Теймураз: Это связано с таким важным вопросом, как смысл страданий человека. Почему нас посещают скорби, болезни и беды? На примере моего отца я убедился, что даже самые крайние, самые большие потрясения и несчастья служат ко благу человека. Позволю себе рассказать историю, как воцерковлялся мой отец. Моя мама была молодая, наши скандалы по поводу веры прекратились довольно давно, мы нашли общий язык… Она не отвергала веру, но и не была глубоко воцерковленным человеком, однако тоже стала ходить в храм. И совершенно неожиданно она скончалась. Вдруг. Просто уснула и не проснулась. И мой отец – весьма властный человек и по характеру, и по положению: он был наделен от государства определенными полномочиями – очень тяжело воспринял эту утрату. Настолько тяжело, что потерял интерес к жизни. Он не хотел жить, и в скором времени с ним случился инсульт.
Отец Георгий: И его парализовало?
Теймураз: Да. Причем сильно. Он практически не двигался, не мог даже сидеть нормально, не мог сам кушать, не мог сам ходить в туалет, не мог абсолютно ничего. Он лишь мог немножко разговаривать, но речь звучала искаженно: его нужно было любить, чтобы понимать. Тогда в Грузии были тяжелые времена. Гражданская война привела к большой разрухе. Я уже жил в Москве в надежде как-то здесь устроить свою жизнь, а мой брат оставался в Грузии, и он решил, так как финансовое положение было действительно очень тяжелым, податься на заработки за границу.
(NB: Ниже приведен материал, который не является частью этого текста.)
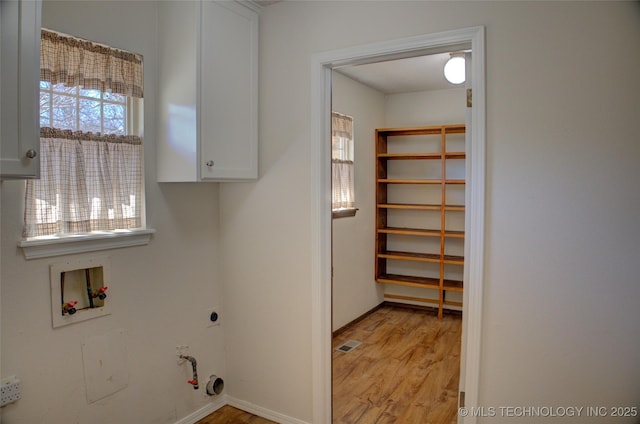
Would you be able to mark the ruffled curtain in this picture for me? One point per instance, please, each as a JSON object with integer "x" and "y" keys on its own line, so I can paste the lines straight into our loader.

Уезжал в Англию на длительное время. И возник вопрос: на кого оставить папу? У меня здесь уже были пущены корни, а папа не транспортабельный, перевезти его из Тбилиси в Москву было делом не просто хлопотным, а рискованным для его здоровья. При этом папа настолько протестовал против жизни в том состоянии, в котором он оказался, что стал не просто сварливым больным стариком, а прямо-таки злобным. Он злился на то, что он жив, и эту злобу вымещал на всех, кто к нему подходил. Мой брат предпринял с десяток попыток привести нянечку, сиделку или медсестру, которая бы за вознаграждение за ним смотрела. Но мой папа начинал с ними скандалить, ругаться, оскорблять. Причем весьма в неприличных формах. В общем, ни одна сиделка больше двух часов с ним провести не могла.
И тогда, будучи в почти полном отчаянии, мои родные вспомнили, что одна из их близких подруг ушла в монастырь. В Грузии. Они пришли к ней и спросили: «А нельзя ли как-то по церковной линии нам помочь?» У настоятельницы того монастыря была послушница, женщина уже преклонного возраста, но очень живая, крепкая. Она была не слишком образованна. Не уровня моего отца, без всяких высших образований. И вот она стала за ним ухаживать: даст ему лекарство, покормит, сделает все необходимые процедуры и принимается читать монашеское правило. Где-то часа на два, громко, вслух. Он ругался страшными словами, но она на это не обращала ни малейшего внимания и продолжала читать, будучи с ним рядом. Он на нее ругался неделю, две, месяц… А потом он просто обессилел и вынужден был слушать, что же она читает. При этом он совершенно не был авторитетом в ее глазах. Она его как-то спросила: «Ты знаешь “Отче наш?”» Он говорит: «Нет, не знаю». И она так: «Тьфу! Какой же ты профессор, если ты не знаешь “Отче наш”?» То есть для нее профессор, не знающий «Отче наш», был пустым местом.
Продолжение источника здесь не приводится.